Wednesday, 1 June 2016: 10:00
Aqua 311 B (Hilton San Diego Bayfront)
J. Luo (Tianjin University)
Graphene-based sheets have stimulated great interest in many scientific disciplines and shown promise for wide potential applications. Among various ways of creating single atomic layer carbon sheets, a promising route for bulk production is to first chemically exfoliate graphite powders to graphene oxide (GO) sheets, followed by reduction to form chemically modified graphene (CMG). Due to the strong van der Waals attraction between graphene sheets, CMG tends to aggregate. The restacking of sheets is largely uncontrollable and irreversible, thus it reduces their processability and compromises properties such as accessible surface area. Strategies based on colloidal chemistry have been applied to keep CMG dispersed in solvents by introducing electrostatic repulsion to overcome the van der Waals attraction or adding spacers to increase the inter-sheet spacing. In this dissertation, two very different ideas that can prevent CMG aggregation without extensively modifying the material or introducing foreign spacer materials are introduced.

The van der Waals potential decreases with reduced overlapping area between sheets. For CMG, reducing the lateral dimension from micrometer to nanometer scale should greatly enhance their colloidal stability with additional advantages of increased charge density and decreased probability to interact. The enhanced colloidal stability of GO and CMG nanocolloids makes them especially promising for spectroscopy based bio-sensing applications.
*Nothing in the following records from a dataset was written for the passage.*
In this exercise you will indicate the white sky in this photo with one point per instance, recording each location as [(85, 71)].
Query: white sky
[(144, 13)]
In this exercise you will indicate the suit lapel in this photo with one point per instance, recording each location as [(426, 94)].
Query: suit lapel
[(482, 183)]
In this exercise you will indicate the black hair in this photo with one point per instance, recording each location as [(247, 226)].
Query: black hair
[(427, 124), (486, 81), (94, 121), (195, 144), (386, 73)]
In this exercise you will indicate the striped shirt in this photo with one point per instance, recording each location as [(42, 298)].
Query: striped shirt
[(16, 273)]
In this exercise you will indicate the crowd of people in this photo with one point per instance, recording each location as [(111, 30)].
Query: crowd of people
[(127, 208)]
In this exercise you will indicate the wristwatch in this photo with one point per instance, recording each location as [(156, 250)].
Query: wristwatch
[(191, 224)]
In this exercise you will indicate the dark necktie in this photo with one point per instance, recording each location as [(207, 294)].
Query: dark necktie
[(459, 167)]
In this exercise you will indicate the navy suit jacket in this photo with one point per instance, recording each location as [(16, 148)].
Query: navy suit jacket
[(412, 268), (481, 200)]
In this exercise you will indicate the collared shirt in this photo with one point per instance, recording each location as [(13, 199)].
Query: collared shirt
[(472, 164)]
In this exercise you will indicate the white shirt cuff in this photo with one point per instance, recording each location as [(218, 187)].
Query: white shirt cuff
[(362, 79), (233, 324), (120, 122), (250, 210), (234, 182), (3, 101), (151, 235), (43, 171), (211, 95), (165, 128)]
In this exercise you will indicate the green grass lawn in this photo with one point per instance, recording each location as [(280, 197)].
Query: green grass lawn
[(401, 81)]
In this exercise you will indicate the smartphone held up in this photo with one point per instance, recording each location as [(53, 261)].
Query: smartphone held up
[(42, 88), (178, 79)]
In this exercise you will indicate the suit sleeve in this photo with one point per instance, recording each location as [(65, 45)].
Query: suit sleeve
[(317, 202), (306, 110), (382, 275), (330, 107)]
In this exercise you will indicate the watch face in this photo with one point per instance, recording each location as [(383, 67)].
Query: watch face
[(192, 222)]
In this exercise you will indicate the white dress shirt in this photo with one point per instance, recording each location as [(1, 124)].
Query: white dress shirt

For potential applications in a compact bulk solid form, the sheets were converted into paper-ball like structure using capillary compression in evaporating aerosol droplets. The crumpled graphene balls are stabilized by locally folded π-π stacked ridges, and do not unfold or collapse during common processing steps. They can tightly pack without greatly reducing the surface area. This form of graphene leads to scalable performance in energy storage. For example, planer sheets tend to aggregate and lose surface area. So their capacitive performance tends to decrease with increased loading level. But the crumpled balls can resist aggregation and retain high capacitance at high loading level. The crumpled graphene balls can be also used as expandable shells for wrapping lithium ion battery anode materials such as Si nanoparticles, which can accommodate their expansion/contraction without facture, and thus greatly improve the coulombic efficiency of the anode.